The clips included You are on Indian Land, in which members of the Akwesasne reserve staged a demonstration to protest how the imposition of borders through their territory split families into Quebecois and Ontarians, not to mention Canadians and Americans. Residents were left in the absurd position of being forced to pay duty to bring home groceries. The 1969 film featured protest organizer Mike Mitchell, now Akwesasne Grand Chief, who also attended the screening.

Challenge for Change redefined the practice of documentary film making while chronicling the struggles of working-class, rural and otherwise disenfranchised communities. Dorothy Todd Hénaut recalled efforts to get cameras into the hands of residents of a poor, urban neighbourhood. That project was documented in VTR St. Jacques. Although the technology looks laughably cumbersome today, the project, involving Hénaut and colleague Bonnie Sherr Klein, was an important moment in documentary filmmaking. “We wanted to cut out the middle man and put video in the hands of the people who were organizing,” said Hénault.

The book’s introduction is a conversation between Winton and second-generation documentarist and author, Naomi Klein. Klein’s mother, Bonnie, brought her along to shoots and screenings. As an adult Naomi wrote the 2004 documentary The Take. Also present were pioneering filmmaker Colin Low and part-time faculty member Martin Duckworth whose Challenge for Change films are addressed in one of the book’s chapters.

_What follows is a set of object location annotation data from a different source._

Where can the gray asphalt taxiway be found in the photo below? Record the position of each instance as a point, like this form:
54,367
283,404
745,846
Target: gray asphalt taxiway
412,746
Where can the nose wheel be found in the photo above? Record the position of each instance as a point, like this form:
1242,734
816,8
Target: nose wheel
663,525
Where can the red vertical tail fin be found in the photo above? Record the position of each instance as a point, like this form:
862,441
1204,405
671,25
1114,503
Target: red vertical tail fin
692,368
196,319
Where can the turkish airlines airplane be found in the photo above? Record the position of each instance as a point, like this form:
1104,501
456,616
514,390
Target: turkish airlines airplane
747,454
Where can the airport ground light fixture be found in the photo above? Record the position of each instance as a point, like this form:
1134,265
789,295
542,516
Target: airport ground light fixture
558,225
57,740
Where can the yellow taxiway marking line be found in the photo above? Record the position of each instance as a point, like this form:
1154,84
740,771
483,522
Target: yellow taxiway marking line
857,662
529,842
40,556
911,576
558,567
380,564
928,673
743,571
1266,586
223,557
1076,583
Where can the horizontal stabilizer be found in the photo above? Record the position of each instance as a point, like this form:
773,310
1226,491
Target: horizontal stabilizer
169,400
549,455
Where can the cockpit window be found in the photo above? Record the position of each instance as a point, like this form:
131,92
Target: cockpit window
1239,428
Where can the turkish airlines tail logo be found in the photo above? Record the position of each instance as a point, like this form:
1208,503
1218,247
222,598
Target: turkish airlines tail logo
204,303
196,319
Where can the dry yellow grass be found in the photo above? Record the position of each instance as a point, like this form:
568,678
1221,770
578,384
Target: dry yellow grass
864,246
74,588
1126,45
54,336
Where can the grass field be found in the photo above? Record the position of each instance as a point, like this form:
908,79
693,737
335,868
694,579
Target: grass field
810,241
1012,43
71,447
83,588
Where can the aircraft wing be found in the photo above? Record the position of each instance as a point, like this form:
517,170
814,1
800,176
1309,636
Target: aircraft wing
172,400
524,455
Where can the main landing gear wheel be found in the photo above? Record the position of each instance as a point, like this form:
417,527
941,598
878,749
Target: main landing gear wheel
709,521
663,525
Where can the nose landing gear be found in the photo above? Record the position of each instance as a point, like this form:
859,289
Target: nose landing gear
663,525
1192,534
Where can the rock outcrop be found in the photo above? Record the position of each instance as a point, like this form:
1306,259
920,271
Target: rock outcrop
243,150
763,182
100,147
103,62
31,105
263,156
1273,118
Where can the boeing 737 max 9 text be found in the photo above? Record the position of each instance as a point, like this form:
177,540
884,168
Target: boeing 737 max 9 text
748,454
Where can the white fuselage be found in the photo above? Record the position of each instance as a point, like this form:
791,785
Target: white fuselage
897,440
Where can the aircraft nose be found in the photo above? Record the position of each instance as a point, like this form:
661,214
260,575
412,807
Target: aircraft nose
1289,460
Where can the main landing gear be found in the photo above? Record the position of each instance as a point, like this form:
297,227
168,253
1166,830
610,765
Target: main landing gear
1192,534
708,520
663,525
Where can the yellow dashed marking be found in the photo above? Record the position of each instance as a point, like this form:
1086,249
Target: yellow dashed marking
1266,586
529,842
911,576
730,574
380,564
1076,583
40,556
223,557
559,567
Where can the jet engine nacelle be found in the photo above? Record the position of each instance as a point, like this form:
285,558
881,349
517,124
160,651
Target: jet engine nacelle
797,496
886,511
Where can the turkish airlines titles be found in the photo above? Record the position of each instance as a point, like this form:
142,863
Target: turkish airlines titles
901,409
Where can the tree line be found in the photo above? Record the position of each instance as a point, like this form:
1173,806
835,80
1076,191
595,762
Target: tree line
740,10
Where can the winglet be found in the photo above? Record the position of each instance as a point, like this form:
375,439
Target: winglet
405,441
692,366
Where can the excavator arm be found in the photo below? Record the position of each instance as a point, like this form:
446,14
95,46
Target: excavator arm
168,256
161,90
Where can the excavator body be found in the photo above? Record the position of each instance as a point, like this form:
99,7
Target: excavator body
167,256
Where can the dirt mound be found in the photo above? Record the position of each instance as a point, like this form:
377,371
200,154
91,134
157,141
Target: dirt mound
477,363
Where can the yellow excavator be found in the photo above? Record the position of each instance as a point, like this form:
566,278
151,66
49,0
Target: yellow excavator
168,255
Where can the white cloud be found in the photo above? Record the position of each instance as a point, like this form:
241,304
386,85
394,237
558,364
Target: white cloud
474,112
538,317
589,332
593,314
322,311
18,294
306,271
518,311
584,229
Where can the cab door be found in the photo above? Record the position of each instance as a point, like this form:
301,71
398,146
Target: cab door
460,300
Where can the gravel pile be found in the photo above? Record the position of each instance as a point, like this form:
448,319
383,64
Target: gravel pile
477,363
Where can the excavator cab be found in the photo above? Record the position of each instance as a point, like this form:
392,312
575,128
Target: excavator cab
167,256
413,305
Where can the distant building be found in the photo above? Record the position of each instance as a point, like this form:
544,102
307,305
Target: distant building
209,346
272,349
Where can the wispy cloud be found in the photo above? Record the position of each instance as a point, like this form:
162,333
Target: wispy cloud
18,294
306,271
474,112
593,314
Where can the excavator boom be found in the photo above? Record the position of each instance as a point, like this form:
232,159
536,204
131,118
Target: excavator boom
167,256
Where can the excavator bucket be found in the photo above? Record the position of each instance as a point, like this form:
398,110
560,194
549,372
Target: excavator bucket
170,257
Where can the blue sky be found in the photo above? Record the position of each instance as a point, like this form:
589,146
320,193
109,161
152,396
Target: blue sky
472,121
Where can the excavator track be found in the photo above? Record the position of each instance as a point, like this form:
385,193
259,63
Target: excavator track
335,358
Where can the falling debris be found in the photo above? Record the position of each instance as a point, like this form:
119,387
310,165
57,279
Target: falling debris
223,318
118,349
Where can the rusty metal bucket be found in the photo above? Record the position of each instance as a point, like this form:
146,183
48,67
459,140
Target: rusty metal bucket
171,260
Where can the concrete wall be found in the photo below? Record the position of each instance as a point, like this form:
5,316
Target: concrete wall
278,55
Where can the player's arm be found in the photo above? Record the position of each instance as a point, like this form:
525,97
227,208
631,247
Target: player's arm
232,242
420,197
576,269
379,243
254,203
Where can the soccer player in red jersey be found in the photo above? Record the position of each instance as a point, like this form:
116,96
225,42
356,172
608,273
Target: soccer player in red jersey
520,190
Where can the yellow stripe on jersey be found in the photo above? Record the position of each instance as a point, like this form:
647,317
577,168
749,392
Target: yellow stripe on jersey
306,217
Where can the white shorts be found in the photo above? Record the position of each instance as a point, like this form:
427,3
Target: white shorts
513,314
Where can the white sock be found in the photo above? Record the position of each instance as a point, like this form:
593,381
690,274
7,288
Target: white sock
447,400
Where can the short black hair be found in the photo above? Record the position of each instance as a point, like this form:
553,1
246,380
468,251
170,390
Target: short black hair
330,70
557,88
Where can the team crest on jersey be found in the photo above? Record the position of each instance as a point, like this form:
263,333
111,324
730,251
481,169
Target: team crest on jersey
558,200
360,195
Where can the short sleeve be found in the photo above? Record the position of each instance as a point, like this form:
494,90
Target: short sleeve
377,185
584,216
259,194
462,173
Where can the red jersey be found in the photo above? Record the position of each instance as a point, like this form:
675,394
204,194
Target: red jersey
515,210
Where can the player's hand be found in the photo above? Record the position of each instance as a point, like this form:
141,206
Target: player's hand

The lavishly illustrated book, published by McGill-Queen’s University Press, features the filmmakers’ personal reminiscences, opportunities for them to reflect on their own and each others’ work along with chapters contributed by established and emerging culture scholars.

“There are 40 chapters in the book and it could have been twice as long,” remarked Waugh. The volume also contains a full filmography of the titles produced through the program.

Those who want to see some of the films discussed are encouraged to visit the NFB site where many of the films are available for online viewing.